Adoption des conclusions de l’Examen périodique universel sur le Viêt-Nam par le Conseil des droits humains : Amnesty International appelle ce pays à libérer les prisonniers d’opinion


DÉCLARATION PUBLIQUE

Index AI : ASA 41/006/2009 -
ÉFAI -
24 septembre 2009

Amnesty International salue la participation active du Viêt-Nam à l’Examen périodique universel ainsi que le fait qu’il se soit expressément engagé à promouvoir et à protéger les droits humains.

Amnesty International regrette toutefois que cet État ait rejeté des recommandations importantes, notamment celles l’invitant à abroger ou à réviser les lois du Code pénal de 1999 relatives à la sécurité nationale qui ne sont pas conformes au droit international, à lever d’autres restrictions pesant sur l’opposition, notamment politique, le débat et les libertés d’expression et de réunion, ainsi qu’à libérer les prisonniers d’opinion.

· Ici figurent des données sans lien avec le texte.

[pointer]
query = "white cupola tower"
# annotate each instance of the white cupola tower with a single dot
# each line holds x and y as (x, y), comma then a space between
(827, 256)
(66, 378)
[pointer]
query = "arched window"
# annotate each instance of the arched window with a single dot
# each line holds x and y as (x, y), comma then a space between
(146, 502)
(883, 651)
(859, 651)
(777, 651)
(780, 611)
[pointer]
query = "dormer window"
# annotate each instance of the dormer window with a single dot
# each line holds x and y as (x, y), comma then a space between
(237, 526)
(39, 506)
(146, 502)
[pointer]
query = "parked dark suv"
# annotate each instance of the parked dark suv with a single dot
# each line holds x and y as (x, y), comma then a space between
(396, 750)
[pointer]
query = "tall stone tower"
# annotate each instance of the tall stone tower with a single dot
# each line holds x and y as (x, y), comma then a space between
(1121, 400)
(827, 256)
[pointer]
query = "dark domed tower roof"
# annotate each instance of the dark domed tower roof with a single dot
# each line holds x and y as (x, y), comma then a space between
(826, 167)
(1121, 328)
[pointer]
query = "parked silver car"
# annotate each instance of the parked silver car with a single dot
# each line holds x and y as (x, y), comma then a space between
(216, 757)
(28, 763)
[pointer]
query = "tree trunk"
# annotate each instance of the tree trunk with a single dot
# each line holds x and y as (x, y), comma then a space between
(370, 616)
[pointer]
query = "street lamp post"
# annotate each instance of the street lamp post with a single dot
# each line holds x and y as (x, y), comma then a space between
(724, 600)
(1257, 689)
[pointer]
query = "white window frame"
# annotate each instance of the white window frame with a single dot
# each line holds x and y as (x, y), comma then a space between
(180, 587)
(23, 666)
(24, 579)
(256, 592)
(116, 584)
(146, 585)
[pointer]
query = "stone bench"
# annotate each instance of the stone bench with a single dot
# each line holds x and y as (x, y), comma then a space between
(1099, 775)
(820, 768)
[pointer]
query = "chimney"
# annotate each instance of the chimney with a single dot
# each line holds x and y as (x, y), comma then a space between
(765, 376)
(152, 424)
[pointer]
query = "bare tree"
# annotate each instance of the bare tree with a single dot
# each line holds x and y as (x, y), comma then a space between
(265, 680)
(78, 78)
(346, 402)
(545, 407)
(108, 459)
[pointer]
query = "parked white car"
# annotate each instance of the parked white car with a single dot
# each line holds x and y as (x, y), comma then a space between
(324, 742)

Plusieurs États ont souligné la nécessité de modifier la législation et les pratiques afin de protéger les libertés de réunion et d’expression, notamment sur Internet, de façon à ce que nul ne fasse l’objet de poursuites pénales pour des actes protégés aux termes des dispositions du droit international relatif aux droits humains qui ont force obligatoire pour le Viêt-Nam. De nombreux États ont également appelé le Viêt-Nam à permettre aux médias et à la société civile de mener leurs activités de manière indépendante. Malheureusement, cet État n’a pas accueilli favorablement ces recommandations. Amnesty International exhorte vivement les autorités vietnamiennes à réexaminer ces recommandations afin de traduire en actes leur volonté exprimée d’agir en faveur des droits humains.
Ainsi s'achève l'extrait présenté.